Gouvernance contestée
Les gérants actuellement en fonction accusent l’ancienne équipe dirigeante de ne pas avoir convoqué d’assemblée générale pendant près de trois ans après le décès du fondateur, en dépit de l’obligation légale annuelle. Ils évoquent également plusieurs opérations financières jugées préoccupantes : « des prêts bancaires dépassant 3 milliards de FCFA contractés au nom de la société, des projets de cession de terrains ainsi que l’absence d’entretien de certains immeubles », explique l’un d’eux. Face à cette situation, certains associés avaient saisi la justice afin d’obtenir la désignation d’un mandataire chargé de convoquer une assemblée générale. Celle tenue le 5 avril 2024 avait finalement acté la révocation de l’ancienne gérance et la nomination de cinq nouveaux cogérants. Les anciennes dirigeantes avaient contesté ces décisions devant le tribunal de grande instance du Nkoung-Khi avant de se désister de leur recours en août 2025.
Administration séquestre
Le 27 février 2026, les gérants de la société ont publié un avis au public destiné notamment aux banques, notaires, agences immobilières et auxiliaires de justice. Le document précise que toute transaction portant sur les actifs de la SCI FOV ou de la succession Fotso Victor, réalisée sans autorisation écrite conjointe des cogérants et de l’administrateur séquestre, pourra faire l’objet d’une contestation judiciaire.

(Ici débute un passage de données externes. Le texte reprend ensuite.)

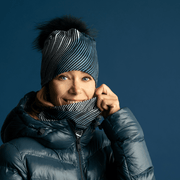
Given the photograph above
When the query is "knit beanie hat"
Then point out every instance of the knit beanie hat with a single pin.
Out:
(65, 51)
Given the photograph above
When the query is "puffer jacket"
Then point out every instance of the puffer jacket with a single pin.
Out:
(50, 150)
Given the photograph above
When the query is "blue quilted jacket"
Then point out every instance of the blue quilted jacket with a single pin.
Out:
(50, 150)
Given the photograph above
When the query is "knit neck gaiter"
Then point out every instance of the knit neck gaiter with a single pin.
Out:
(81, 113)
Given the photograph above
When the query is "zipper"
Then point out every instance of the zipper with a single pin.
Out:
(78, 146)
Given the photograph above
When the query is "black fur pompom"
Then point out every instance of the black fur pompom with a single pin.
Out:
(63, 23)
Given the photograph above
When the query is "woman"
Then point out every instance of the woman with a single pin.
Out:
(52, 133)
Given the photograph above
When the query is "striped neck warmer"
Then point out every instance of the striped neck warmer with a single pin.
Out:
(82, 113)
(67, 51)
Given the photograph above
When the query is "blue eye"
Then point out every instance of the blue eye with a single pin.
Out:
(63, 77)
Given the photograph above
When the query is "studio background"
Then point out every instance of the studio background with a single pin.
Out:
(139, 55)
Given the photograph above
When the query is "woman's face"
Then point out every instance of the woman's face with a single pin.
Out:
(71, 87)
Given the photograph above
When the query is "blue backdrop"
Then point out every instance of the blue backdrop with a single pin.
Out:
(139, 53)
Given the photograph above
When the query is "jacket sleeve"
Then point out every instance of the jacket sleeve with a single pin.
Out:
(11, 166)
(131, 159)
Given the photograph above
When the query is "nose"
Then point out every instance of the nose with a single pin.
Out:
(75, 88)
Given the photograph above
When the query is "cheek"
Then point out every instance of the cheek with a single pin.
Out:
(90, 91)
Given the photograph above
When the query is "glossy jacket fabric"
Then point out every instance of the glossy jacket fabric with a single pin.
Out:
(41, 150)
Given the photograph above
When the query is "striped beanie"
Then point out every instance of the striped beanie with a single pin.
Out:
(65, 51)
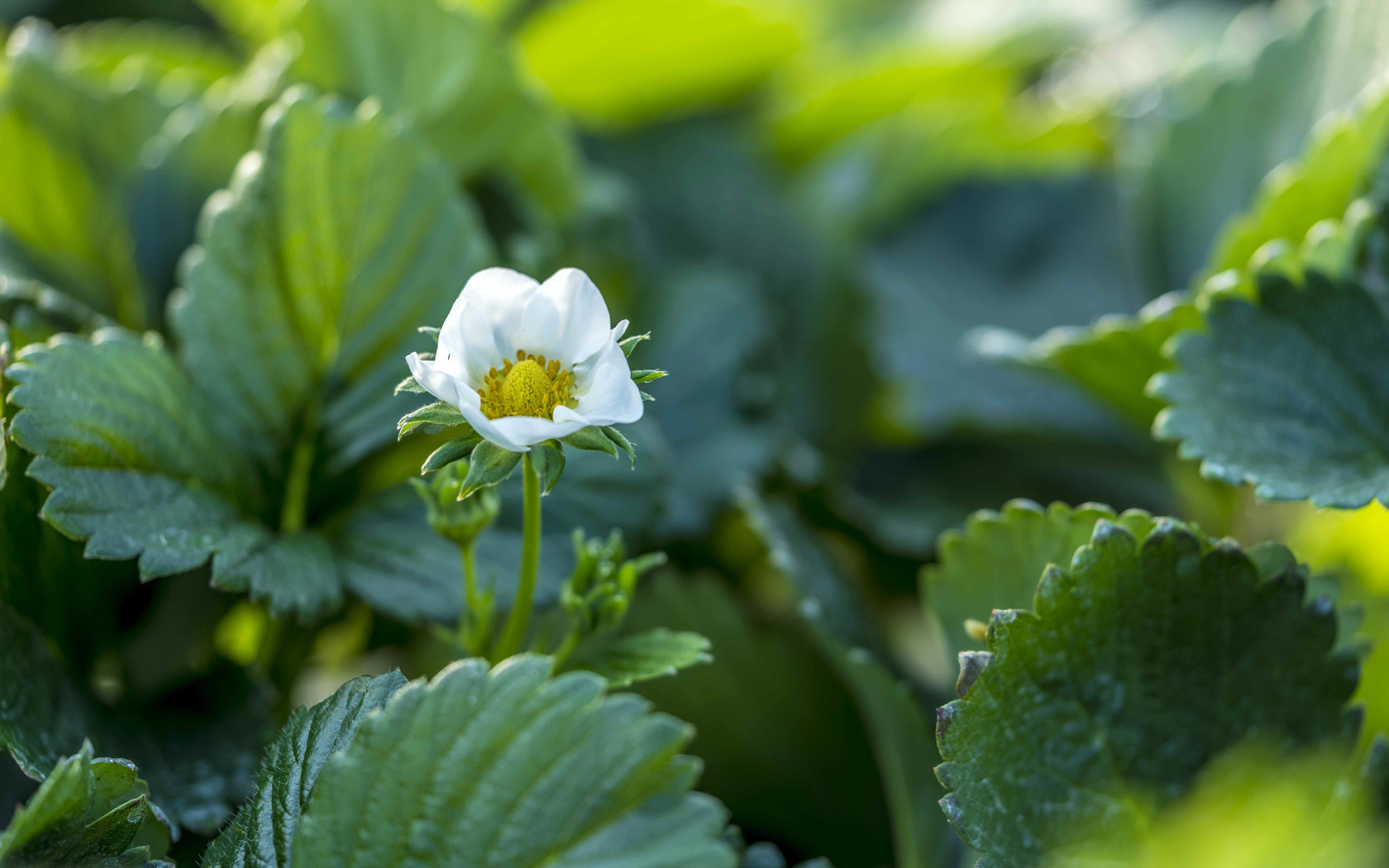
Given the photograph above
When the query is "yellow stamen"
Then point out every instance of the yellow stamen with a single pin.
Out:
(528, 386)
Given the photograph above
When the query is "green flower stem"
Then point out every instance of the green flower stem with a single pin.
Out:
(514, 632)
(475, 618)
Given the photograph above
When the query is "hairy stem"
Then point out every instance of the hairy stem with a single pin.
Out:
(514, 632)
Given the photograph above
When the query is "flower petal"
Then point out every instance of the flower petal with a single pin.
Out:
(438, 381)
(609, 398)
(480, 327)
(489, 429)
(567, 317)
(529, 429)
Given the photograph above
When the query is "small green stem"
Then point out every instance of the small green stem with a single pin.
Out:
(514, 632)
(294, 510)
(566, 646)
(475, 618)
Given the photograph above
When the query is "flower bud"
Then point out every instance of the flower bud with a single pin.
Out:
(456, 520)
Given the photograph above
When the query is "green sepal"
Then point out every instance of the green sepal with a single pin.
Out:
(617, 436)
(431, 418)
(547, 459)
(408, 385)
(592, 439)
(631, 343)
(451, 451)
(488, 465)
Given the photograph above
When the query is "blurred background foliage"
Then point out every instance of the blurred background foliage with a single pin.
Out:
(905, 259)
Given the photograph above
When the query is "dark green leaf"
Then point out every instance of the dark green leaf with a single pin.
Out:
(431, 418)
(547, 459)
(620, 439)
(451, 75)
(642, 656)
(1291, 393)
(87, 814)
(488, 465)
(451, 451)
(616, 790)
(996, 560)
(1113, 359)
(590, 439)
(629, 343)
(1139, 664)
(263, 832)
(782, 742)
(42, 717)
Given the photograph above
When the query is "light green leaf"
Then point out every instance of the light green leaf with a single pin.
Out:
(443, 67)
(616, 790)
(547, 459)
(1209, 163)
(592, 439)
(1337, 167)
(1289, 393)
(451, 451)
(431, 418)
(263, 832)
(1139, 664)
(620, 63)
(87, 814)
(489, 464)
(996, 560)
(1113, 359)
(620, 439)
(314, 269)
(642, 656)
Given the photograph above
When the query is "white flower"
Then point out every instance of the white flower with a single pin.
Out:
(527, 361)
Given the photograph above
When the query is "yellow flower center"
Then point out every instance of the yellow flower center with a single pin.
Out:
(528, 386)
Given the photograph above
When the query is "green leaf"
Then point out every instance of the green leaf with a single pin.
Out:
(1337, 165)
(620, 439)
(996, 560)
(547, 459)
(1113, 359)
(642, 656)
(314, 269)
(488, 465)
(1138, 665)
(616, 790)
(87, 814)
(771, 717)
(302, 299)
(447, 71)
(1291, 393)
(592, 439)
(1207, 165)
(451, 451)
(631, 343)
(263, 832)
(620, 63)
(41, 716)
(431, 418)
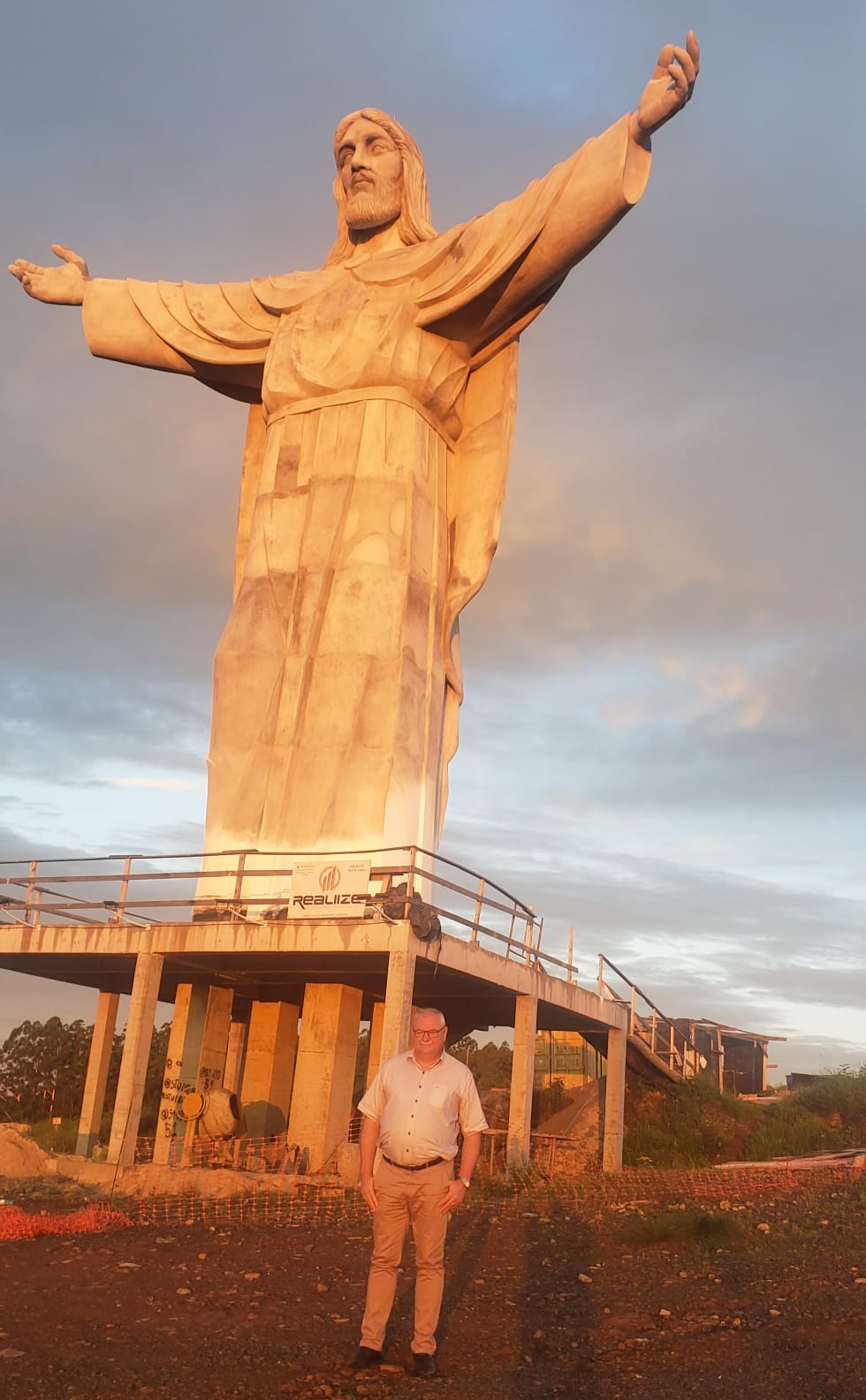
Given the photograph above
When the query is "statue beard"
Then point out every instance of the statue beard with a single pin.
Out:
(373, 206)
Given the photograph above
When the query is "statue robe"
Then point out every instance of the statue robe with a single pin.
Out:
(373, 483)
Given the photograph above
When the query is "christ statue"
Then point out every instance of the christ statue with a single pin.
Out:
(382, 392)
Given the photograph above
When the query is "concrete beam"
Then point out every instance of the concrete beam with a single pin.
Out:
(97, 1072)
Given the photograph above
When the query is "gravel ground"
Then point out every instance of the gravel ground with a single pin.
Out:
(538, 1302)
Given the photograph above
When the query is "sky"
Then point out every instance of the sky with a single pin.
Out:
(663, 741)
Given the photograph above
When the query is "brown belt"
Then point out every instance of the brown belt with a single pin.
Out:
(421, 1167)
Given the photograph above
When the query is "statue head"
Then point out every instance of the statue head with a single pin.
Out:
(390, 193)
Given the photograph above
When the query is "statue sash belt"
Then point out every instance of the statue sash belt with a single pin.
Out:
(390, 392)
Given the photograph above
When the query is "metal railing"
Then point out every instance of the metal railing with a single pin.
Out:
(162, 889)
(662, 1036)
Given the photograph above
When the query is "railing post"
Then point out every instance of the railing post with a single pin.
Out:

Depuis octobre 2024, les biens de la SCI FOV sont en effet placés sous administration séquestre par le tribunal de première instance de Bandjoun. Un conseil de famille réunissant 110 des 122 ayants droit a récemment proposé la mise en place d’une gestion collégiale confiée à une douzaine d’enfants du défunt. Le tribunal doit encore se prononcer sur cette organisation afin de permettre à la société de sortir du régime de séquestre et stabiliser la gouvernance de ce patrimoine immobilier stratégique.